DIVERSIFICATION / FIP FCPI

FIP& FCPI / FCPR

FIP

Définition :

Les Fonds d'Investissement de Proximité (FIP), définis à l’article L.214-31 du Code monétaire et financier, appartiennent à la catégorie des Fonds Communs de Placement à Risques (FCPR). Ces fonds permettent de développer les investissements au niveau local.

Les FIP constituent un outil de placement collectif qui met en relation les collectivités territoriales et les investisseurs (particuliers ou institutionnels) pour financer le développement des entreprises locales.

La gestion de ces fonds est confiée à une société de gestion agréée qui sera en charge de prendre les décisions concernant les investissements.

Caractéristiques :

Les fonds d'investissement de proximité créé à compter du 1er janvier 2011 doivent avoir un actif constitué, pour 60 % au moins, de titres financiers, parts de société à responsabilité limitée et avances en compte courant, dont au moins 20 % dans de nouvelles entreprises exerçant leur activité ou juridiquement constituées depuis moins de 8 ans.

L'actif du fonds est également constitué pour 40 % au moins, de titres reçus en contrepartie de souscriptions au capital ou de titres reçus en contrepartie d'obligations converties de sociétés (fonds propres).


L'actif du FIP doit également être composé à 10 % au moins en titres de sociétés répondant à la définition de PME européenne et qui exercent leur activité ou qui sont juridiquement constituées depuis moins de 5 ans.


A noter que, les PME bénéficiaires de l'investissement ne doivent pas avoir procédé, aux Sociétés éligibles

.

Les sociétés, en plus d’avoir leur siège social dans un État membre l’Union européenne ou d'un autre Etat de l'Espace économique européen, doivent :

  - comprendre au moins 2 salariés,

  - être soumises à l'impôt sur les sociétés dans les conditions de droit commun, ou en seraient passibles dans les mêmes conditions si l'activité était exercée en France ;

  - exercer leur activité principalement dans des établissements situés dans la zone géographique choisie par le fonds et limitée à au plus 3 régions limitrophes, ou, lorsque cette condition ne trouve pas à s'appliquer, qui y avoir établi leur siège social. Le pourcentage de la totalité de l'actif d'un FIP qui est investi dans une même région ne peut excéder 50 %. 
Le fonds peut également choisir une zone géographique constituée d'un ou de plusieurs départements d'outre-mer ainsi que de Saint-Barthélemy et de Saint-Martin. Dans ce cas, cette limite s'applique à chacune des collectivités de la zone géographique.

  - répondre à la définition de PME (moins de 250 salariés, un chiffre d'affaires de moins de 50 M€ et un bilan annuel total n'excédant pas 43 M€).


  - ne pas avoir pour objet la détention de participations financières, sauf à détenir exclusivement des titres donnant accès au capital de sociétés dont l'objet n'est pas la détention de participations financières et qui répondent aux conditions d'éligibilité

L'appréciation de la zone d’investissement et de la qualification de PME s’apprécie à la date de l'investissement initial du FIP.
A noter qu’une même société peut bénéficier de financement provenant de plusieurs FIP.
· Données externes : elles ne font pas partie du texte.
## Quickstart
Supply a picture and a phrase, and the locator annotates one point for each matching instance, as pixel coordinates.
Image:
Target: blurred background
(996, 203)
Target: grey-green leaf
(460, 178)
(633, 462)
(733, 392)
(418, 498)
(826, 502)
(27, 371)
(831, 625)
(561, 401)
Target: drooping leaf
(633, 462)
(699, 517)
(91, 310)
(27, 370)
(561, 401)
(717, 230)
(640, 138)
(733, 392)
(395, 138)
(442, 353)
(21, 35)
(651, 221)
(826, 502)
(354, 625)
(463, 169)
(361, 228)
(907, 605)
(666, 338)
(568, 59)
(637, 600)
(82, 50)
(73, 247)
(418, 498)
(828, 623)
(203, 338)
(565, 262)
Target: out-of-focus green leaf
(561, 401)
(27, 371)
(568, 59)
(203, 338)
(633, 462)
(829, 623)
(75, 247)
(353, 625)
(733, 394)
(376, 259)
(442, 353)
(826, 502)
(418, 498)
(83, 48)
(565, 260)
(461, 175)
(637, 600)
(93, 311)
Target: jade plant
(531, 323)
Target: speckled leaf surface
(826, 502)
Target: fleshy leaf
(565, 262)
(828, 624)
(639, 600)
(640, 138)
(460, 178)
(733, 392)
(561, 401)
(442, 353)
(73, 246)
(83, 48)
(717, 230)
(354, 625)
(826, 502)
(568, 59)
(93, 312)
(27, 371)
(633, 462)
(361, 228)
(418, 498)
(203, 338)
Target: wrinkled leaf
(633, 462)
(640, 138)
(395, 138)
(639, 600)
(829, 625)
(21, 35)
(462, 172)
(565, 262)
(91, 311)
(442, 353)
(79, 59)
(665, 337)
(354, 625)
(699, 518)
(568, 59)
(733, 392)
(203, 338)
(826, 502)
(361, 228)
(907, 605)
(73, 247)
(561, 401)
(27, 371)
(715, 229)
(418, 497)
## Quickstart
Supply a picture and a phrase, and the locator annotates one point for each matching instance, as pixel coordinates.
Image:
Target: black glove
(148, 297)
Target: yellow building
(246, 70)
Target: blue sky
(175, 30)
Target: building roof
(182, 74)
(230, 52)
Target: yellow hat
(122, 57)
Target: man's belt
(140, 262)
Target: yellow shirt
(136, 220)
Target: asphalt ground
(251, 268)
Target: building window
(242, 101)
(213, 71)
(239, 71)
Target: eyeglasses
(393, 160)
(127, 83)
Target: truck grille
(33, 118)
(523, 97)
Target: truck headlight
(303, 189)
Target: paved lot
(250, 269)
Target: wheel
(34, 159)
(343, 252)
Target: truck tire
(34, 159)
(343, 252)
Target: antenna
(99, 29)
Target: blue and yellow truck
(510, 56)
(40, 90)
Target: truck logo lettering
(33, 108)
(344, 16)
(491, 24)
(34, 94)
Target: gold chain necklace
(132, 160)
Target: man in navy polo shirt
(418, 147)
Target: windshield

C’est le règlement du fonds qui précise la zone géographique.

La société doit exercer ses activités principalement dans les établissements situés dans la zone géographique choisie. Ces établissements doivent donc répondre à deux des trois conditions suivantes :

  - leurs chiffres d'affaires cumulés représentent au moins 30 % du chiffre d'affaires total de l'entreprise ;
  - leurs effectifs permanents cumulés représentent au moins 30 % de l'effectif total de l'entreprise ;
  - leurs immobilisations brutes utilisées représentent au moins 30 % du total des immobilisations brutes utilisées de l'entreprise ; 

La situation respective de ces établissements est appréciée soit au 1er janvier de l'année d'investissement, soit 3 mois avant la date de celui-ci. (CMF. art. R214-77).

Fiscalité :

Imposition des produits :

Si l’ensemble des conditions est respecté, les produits générés par le fonds sont exonérés d’impôt sur le revenu. Cette exonération est valable pendant la période de conservation (5 ans), mais également postérieurement.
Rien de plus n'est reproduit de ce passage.